J. R. Explicamos cómo funcionan las dinámicas de poder en ciclos de violencia y lo que implica para las condiciones socioeconómicas de ellas. El impacto de si eres una mujer migrante o no, cuando la posibilidad de permanecer en un país está atada a ese empleo, el miedo de tener que irse y las represalias que pueda haber contra ellas. Es muy importante volver a enfocar esto con las dinámicas de poder: para una persona que no está viviendo esa experiencia de violencia puede parecer algo sencillo, pero no lo es. Todas esas mujeres que pasan por esos procesos sufren mucho. Primero para identificar lo que les está ocurriendo, descubrir la violencia en la que están inmersas. Y para entender qué pasos pueden dar para sobrevivir. Lo segundo es la supervivencia.

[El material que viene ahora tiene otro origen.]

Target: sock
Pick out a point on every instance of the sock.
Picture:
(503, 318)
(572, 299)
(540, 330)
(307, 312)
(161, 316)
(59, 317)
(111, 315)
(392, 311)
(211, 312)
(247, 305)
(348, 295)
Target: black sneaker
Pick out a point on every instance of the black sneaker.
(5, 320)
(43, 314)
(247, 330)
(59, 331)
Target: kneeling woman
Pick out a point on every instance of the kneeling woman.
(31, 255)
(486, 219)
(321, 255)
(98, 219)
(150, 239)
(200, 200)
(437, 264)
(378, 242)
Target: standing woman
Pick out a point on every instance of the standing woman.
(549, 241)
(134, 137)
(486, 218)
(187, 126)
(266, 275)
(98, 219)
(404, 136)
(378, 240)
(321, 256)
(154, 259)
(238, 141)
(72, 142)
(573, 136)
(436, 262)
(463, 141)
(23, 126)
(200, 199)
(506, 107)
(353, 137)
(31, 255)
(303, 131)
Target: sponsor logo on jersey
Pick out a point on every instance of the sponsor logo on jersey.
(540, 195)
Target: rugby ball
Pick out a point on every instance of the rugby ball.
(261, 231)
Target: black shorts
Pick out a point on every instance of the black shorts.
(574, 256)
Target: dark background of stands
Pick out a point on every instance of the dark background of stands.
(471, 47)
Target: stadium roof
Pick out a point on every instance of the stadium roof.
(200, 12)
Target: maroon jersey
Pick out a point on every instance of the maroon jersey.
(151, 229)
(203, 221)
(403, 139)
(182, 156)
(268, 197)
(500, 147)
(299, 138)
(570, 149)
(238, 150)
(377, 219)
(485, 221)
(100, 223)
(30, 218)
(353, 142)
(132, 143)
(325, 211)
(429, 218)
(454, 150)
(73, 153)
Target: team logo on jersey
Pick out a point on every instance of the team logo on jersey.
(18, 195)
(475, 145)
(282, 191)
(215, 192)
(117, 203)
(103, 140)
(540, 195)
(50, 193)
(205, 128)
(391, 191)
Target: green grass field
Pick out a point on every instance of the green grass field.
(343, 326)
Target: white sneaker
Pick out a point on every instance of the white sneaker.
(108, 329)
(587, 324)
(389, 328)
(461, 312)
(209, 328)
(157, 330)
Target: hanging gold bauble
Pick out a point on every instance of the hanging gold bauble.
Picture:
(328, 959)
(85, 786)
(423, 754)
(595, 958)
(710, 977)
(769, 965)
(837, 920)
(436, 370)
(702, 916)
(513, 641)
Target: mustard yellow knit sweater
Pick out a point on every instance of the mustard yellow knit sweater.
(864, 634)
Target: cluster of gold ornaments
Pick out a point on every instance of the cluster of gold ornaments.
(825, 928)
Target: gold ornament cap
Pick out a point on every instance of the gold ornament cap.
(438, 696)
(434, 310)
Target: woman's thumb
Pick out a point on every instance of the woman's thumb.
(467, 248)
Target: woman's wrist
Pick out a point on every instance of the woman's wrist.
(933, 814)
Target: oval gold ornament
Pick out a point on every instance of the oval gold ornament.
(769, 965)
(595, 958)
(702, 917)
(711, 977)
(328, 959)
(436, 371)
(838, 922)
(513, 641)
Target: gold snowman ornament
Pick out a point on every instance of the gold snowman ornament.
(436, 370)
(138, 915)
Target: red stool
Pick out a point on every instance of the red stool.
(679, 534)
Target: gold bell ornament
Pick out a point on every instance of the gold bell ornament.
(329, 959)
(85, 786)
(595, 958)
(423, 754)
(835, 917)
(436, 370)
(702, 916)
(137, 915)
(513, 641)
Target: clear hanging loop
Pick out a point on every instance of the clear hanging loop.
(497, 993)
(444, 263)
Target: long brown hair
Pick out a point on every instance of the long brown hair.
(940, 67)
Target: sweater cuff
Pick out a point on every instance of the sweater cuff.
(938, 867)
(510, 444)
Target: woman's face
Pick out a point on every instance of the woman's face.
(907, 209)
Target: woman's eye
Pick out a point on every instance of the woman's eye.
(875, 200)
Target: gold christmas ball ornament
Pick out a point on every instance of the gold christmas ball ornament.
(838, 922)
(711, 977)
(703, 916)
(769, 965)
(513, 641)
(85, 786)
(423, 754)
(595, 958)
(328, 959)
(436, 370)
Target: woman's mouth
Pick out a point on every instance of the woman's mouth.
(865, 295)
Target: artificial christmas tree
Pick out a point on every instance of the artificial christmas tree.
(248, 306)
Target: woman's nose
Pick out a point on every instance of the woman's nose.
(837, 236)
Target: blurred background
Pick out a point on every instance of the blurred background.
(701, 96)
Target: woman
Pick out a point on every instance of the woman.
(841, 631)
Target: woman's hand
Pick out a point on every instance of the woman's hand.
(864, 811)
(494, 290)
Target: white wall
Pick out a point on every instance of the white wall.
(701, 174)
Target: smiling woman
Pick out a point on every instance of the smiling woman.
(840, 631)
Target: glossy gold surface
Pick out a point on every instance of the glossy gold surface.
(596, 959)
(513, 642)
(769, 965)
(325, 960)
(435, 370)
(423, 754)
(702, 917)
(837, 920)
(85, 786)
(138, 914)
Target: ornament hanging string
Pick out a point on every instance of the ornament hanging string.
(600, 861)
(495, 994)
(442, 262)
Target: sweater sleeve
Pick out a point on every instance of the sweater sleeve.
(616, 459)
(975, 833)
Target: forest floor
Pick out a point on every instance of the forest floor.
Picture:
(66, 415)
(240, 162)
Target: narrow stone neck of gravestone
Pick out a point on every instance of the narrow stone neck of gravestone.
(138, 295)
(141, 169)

Necesitaban sobrevivir, en medio de esas circunstancias hay una energía emocional psicológica puesta en sobrevivir.
P. ¿Cuántas mujeres que aseguran haber trabajado para Julio Iglesias las han contactado y para qué?
J. R. Preferimos no decir cuántas son ni los motivos de sus llamadas, por una cuestión de seguridad, ya que tienen miedo y también por la confianza que depositan en nosotras. Tenemos la responsabilidad de guardar esa confidencialidad.
P. ¿Tiene este caso similitudes con el de Epstein?
J. R. Las dinámicas de poder, lo que implica que el denunciado sea una persona famosa con mucha influencia, poder económico. Pero, a la vez, no hemos recibido ni tenemos conocimiento de información que implique que el denunciado [Julio Iglesias] también facilitaba explotación de las mujeres con otros hombres poderosos. No tenemos información sobre eso ni ninguna evidencia que nos lleve hacia ello.
P. ¿Por qué, al margen de la nacionalidad del denunciado han decidido llevar el caso a un tribunal español?
G. F. Tras preguntar a las víctimas qué idea de justicia tienen, qué necesitan, qué buscan, identificamos la justicia española como una vía que puede dar respuesta a sus demandas. Por otro lado, hay una conexión con la nacionalidad del denunciado y también por la naturaleza de los delitos que creemos que pueden estar presentes en este caso.